There are multiple older formats such as MMC, Compact Flash and so on that are not used in new cameras any more.

However, one other major difference can be the speed at which the card records the image.  The SDs are a bit faster, and you can purchase faster cards for a bit more.  The xD cards are only available in the standard speed.  If the aspect of how fast the camera will be ready for the next shot is an issue for you, look into an SD card, otherwise any of the available cameras should be fine.


----------



## The_Other_One (Apr 2, 2007)

DCIScouts said:


> There are multiple older formats such as MMC, Compact Flash and so on that are not used in new cameras any more.


As Praetor said, many higher end cameras still use CF cards.



> The xD cards are only available in the standard speed.


I don't know what speeds xD, or even most SD cards run at off the top of my head, but there are "high-speed" xD cards(IE the xD H-Series cards, I beleive)


----------



## DCIScouts (Apr 2, 2007)

The_Other_One said:


> As Praetor said, many higher end cameras still use CF cards.


Thank you for pointing that out again, I forgot... 



> I don't know what speeds xD, or even most SD cards run at off the top of my head, but there are "high-speed" xD cards(IE the xD H-Series cards, I beleive)



I haven't seen any of these H-Series xD cards, do you know how expensive they are compared to the SD high speed cards?


----------



## Praetor (Apr 2, 2007)

> Memory Stick (MS) is proprietary to Sony
> SD is the most widely used and is used by pretty much any other camera company


Should be noted that MS is effectively dead -- even Sony's high end Alpha 100 camera (which, btw is really sweet and deceptively small -- an annoyance to me who likes a big chunky camea), uses CF as a default and uses a adaptor to support MS.

I don't know what speeds xD, or even most SD cards run at off the top of my 





> head, but there are "high-speed" xD cards(IE the xD H-Series cards, I beleive)





> I haven't seen any of these H-Series xD cards, do you know how expensive they are compared to the SD high speed cards?



There's three types of cards, "normal" (oldest) , "M" and "H" (newest).
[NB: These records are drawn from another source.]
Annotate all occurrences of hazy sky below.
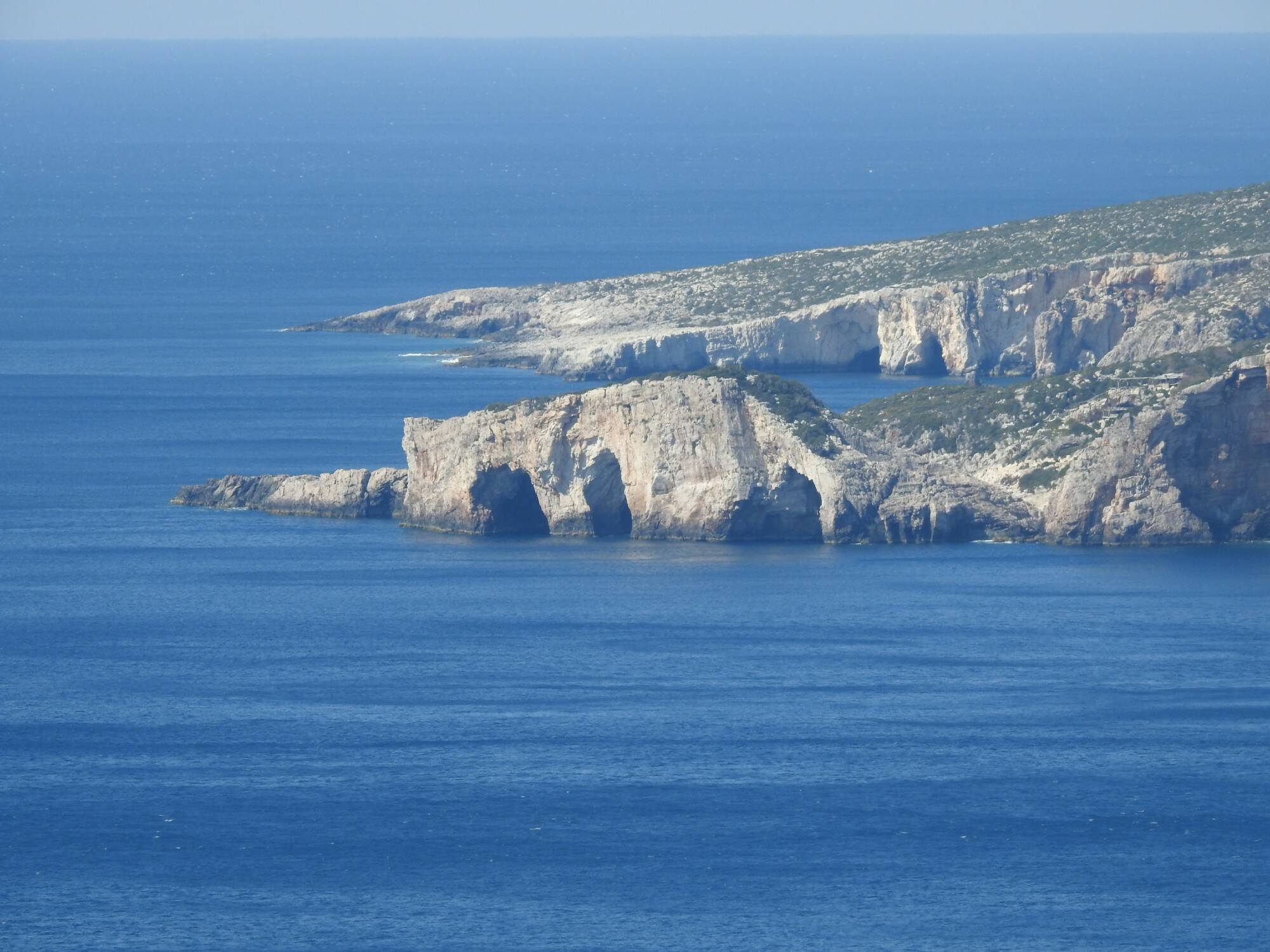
[7,0,1270,39]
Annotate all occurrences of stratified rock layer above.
[173,355,1270,545]
[298,185,1270,380]
[171,468,406,519]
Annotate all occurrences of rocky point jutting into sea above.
[173,185,1270,543]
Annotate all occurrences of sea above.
[0,36,1270,952]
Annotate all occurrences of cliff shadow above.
[726,466,824,542]
[582,449,631,537]
[471,463,549,536]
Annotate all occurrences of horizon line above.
[0,29,1270,43]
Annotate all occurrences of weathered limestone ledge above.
[173,355,1270,545]
[301,253,1270,388]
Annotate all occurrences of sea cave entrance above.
[582,449,631,537]
[471,463,550,536]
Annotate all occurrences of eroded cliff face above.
[292,254,1270,388]
[173,355,1270,545]
[403,377,1035,542]
[1045,355,1270,545]
[171,468,406,519]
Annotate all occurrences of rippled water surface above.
[0,38,1270,951]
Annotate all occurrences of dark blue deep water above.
[0,38,1270,952]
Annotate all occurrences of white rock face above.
[171,468,406,519]
[403,377,1034,542]
[295,254,1270,380]
[173,355,1270,545]
[297,185,1270,380]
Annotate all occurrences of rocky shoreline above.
[173,354,1270,545]
[173,184,1270,545]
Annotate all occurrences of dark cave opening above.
[916,334,949,377]
[471,463,550,536]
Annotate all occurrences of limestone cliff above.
[171,468,406,519]
[292,185,1270,380]
[403,376,1035,542]
[173,352,1270,545]
[846,344,1270,545]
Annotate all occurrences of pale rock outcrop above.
[1044,354,1270,543]
[403,377,1034,542]
[173,354,1270,545]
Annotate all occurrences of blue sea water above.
[0,37,1270,949]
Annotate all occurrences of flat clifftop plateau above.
[843,341,1270,545]
[171,468,406,519]
[288,184,1270,380]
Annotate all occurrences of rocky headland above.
[293,184,1270,380]
[173,185,1270,545]
[173,352,1270,545]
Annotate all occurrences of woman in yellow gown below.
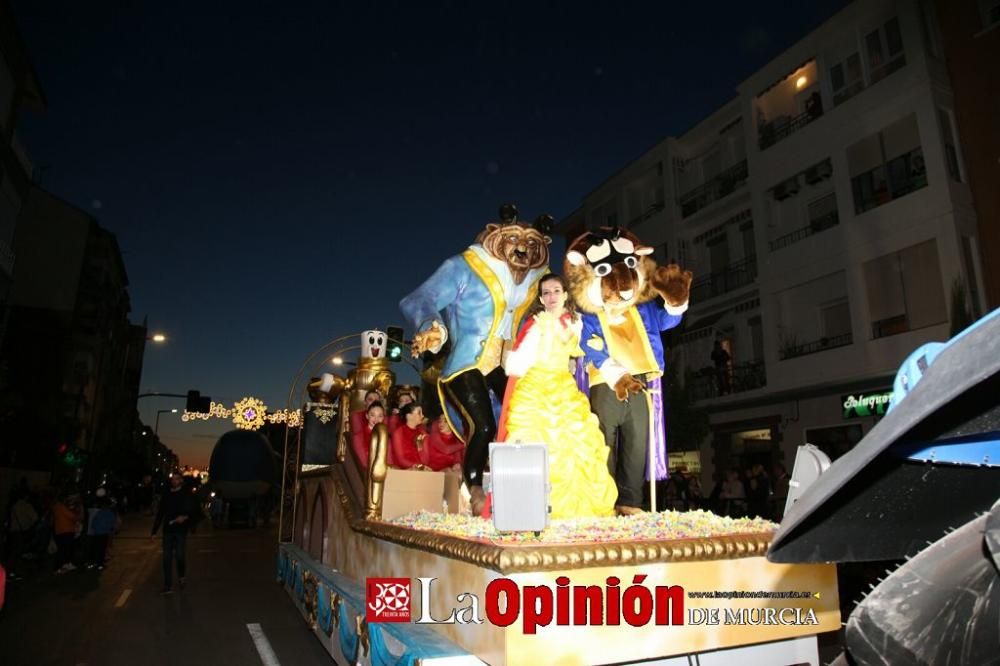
[498,274,618,518]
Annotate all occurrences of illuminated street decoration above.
[181,396,302,430]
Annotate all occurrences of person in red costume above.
[351,389,384,435]
[351,400,391,470]
[427,415,465,472]
[386,391,415,433]
[391,402,429,469]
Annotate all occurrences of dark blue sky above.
[12,0,844,464]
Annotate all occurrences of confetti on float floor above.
[389,511,778,546]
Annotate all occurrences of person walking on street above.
[52,493,84,574]
[150,472,197,594]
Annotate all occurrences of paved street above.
[0,515,332,666]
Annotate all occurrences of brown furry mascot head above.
[563,227,693,314]
[476,222,552,284]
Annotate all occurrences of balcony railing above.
[833,79,865,106]
[677,160,747,217]
[851,147,927,215]
[778,333,854,361]
[758,97,823,150]
[691,254,757,303]
[687,361,767,400]
[768,211,840,252]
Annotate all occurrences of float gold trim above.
[333,465,773,574]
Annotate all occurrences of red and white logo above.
[365,578,410,622]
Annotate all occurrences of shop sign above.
[840,390,892,419]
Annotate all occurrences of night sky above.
[11,0,844,466]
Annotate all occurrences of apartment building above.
[0,0,45,348]
[562,0,985,488]
[932,0,1000,309]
In general XD is fast compared to really-old formats like MMC or SM but are painfully slow compared to SD/CF. Then again, for most people, the speed of memory isnt a major sticking issue ... they arent likely to be firing off  multiple 10MP shots in the span of a few sec...

There's a good general overview *here*


----------



## Aero (Apr 2, 2007)

xD cards came in quick and quiet...they are used in some cameras but the designers were counting on a fad saying "but they are so small"...well that didnt happen and so now SD cards are taking over again very rapidly...there isnt any problem with the xD's they just arent used as much as SD


----------



## bball4life (Apr 2, 2007)

I have a fuji finepix s5200 it uses a xD card.  They can be a bit harder to find than SD cards, but i picked up a 2gb card on newegg for around $30 so they are a few dollars more than sd but nothing that will break the bank.  Just get the camera you like and don't decide against a camera just for its format.


----------